Reviewable administrative record.
We need not consider the first element because none of the other three elements is met.
Definitive statement of the agency's position.
The FAA Letter did not express a definitive agency position. Purported final orders that comment only "briefly and tentatively" upon a subject but do not "initiate an agency process" nor "specify the exact form" that subsequent action must take do not constitute definitive statements. See Air California v. U.S. Dep't of Transp., 654 F.2d 616, 620-21 (9th Cir. 1981). The FAA Letter does not make a definitive statement of the agency's position. It comments briefly upon an earlier statement made by the City, and it does so to the effect that the agency position remains what it was.
The most the FAA Letter does is disavow the City's interpretation of earlier statements an FAA employee made in a public forum.
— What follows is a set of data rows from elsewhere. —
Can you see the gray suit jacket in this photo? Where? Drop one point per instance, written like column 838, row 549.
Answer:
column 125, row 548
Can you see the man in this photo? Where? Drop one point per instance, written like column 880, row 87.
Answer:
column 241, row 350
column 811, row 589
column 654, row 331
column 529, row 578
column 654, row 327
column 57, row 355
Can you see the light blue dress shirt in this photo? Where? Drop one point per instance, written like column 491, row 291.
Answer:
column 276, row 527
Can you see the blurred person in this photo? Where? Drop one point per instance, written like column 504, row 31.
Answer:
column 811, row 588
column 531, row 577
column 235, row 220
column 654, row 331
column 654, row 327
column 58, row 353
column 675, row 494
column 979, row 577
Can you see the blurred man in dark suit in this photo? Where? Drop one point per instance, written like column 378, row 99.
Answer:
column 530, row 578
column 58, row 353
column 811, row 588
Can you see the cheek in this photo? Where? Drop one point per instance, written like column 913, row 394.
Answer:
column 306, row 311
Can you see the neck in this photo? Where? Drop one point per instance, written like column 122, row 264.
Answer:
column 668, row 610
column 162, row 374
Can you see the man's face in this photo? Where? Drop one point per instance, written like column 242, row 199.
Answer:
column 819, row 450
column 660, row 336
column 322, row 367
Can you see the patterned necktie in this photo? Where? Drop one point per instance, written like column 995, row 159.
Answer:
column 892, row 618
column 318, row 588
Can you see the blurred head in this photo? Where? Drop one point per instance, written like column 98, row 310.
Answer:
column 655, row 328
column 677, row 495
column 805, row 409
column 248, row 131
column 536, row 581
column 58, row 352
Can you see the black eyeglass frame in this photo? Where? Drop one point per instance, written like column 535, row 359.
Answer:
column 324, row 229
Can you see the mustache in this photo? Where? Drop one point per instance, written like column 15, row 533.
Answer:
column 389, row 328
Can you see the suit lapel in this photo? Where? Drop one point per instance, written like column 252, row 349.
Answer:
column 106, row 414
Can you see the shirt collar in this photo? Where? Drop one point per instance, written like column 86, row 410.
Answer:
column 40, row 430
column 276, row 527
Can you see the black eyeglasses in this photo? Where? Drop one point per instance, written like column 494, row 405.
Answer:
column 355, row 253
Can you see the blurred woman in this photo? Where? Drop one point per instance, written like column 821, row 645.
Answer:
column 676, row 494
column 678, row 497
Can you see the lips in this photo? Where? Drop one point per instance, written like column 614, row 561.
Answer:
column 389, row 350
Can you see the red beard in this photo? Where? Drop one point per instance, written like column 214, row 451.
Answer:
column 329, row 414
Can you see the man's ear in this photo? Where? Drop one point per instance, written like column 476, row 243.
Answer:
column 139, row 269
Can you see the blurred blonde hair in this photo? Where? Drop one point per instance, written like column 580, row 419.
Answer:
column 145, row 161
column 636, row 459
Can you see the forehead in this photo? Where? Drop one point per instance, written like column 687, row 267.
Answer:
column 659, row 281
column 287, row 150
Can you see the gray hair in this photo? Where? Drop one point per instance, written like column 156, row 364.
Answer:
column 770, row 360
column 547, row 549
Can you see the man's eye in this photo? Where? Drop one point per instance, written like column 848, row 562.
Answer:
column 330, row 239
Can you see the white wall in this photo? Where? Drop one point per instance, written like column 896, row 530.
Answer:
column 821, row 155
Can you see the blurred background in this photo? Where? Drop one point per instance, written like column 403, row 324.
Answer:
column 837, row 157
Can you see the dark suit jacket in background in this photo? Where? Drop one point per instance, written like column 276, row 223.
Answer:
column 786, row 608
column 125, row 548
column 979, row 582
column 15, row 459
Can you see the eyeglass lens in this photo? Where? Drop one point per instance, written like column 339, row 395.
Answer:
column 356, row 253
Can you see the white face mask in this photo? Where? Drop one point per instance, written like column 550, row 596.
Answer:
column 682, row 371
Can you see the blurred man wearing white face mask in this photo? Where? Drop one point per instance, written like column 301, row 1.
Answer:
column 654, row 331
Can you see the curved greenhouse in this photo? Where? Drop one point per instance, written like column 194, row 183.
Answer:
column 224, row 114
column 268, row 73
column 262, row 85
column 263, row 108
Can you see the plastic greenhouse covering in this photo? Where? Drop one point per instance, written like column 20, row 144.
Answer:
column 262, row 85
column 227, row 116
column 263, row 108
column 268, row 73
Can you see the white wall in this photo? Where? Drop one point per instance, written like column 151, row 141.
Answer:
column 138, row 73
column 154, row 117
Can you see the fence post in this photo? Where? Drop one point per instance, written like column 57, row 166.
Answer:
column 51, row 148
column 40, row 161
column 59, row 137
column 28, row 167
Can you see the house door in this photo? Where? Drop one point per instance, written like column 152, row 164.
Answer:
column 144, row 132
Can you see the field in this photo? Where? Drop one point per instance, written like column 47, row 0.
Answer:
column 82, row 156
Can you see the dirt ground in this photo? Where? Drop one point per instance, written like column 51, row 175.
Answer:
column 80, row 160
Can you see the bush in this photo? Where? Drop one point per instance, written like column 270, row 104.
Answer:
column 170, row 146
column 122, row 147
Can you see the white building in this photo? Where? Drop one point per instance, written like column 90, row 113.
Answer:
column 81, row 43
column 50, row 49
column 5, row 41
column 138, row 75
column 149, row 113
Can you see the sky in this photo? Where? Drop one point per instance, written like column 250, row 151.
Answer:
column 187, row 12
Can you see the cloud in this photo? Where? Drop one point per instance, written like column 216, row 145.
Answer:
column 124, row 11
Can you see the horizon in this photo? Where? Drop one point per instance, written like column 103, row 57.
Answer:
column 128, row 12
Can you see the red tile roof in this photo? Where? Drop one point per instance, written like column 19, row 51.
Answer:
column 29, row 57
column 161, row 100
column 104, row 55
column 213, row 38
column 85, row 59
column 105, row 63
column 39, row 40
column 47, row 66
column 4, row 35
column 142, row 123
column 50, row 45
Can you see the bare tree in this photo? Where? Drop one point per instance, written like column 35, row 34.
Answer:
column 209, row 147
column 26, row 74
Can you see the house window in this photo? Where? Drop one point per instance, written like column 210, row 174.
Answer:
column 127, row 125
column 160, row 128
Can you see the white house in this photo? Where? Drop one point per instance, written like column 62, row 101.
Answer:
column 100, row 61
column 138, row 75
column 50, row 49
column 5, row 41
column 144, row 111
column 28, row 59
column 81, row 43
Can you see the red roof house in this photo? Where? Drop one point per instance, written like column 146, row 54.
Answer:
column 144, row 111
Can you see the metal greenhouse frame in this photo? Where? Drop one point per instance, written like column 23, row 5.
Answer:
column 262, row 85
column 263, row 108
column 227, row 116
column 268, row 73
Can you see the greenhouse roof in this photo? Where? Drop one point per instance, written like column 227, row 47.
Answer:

An agency's statement disputing an interested party's interpretation of an earlier agency statement is not the type of definitive statement of policy MacLean requires. See, e.g., MacLean, 543 F.3d at 1149 (finding a definitive statement in an agency document determining the protected legal status of a contested message); Gilmore, 435 F.3d at 1131-33 (finding a definitive statement in an agency directive laying out a detailed security policy and how it should be implemented).
Direct and immediate effect.
The FAA Letter produced no direct and immediate effect. This conclusion follows from the second factor. The FAA Letter announced no new agency position that could have caused a change from the status quo. According to the FAA, air traffic controllers, before, during, and after the FAA Letter have followed the same procedure at the airport: they issue directions to pilots based on factors such as temperature and air traffic volume to keep flight paths separate. The FAA Letter had no bearing on this procedure other than to reaffirm it, so it "left the world just as it found it." Indep. Equip. Dealers Ass'n v. EPA, 372 F.3d 420, 428 (D.C. Cir. 2004). "The Letter neither announced a new interpretation of the regulations nor effected a change in the regulations themselves." Id. at 427.
Immediate compliance.
Finally, from the foregoing it follows that the FAA Letter did not "envision[] immediate compliance" with its terms. MacLean, 543 F.3d at 1149 (citation omitted). The Letter contains no terms with which the FAA could have envisioned compliance.
In sum, we hold that the FAA Letter we are asked to review is not a final order, so we lack jurisdiction to review it. We cannot and do not decide whether the City could have raised its concerns about the current flight patterns around the Airport in a different manner that would have resulted in jurisdiction in this court or a district court to review those patterns. PETITION DENIED.
[*] This disposition is not appropriate for publication and is not precedent except as provided by Ninth Circuit Rule 36-3.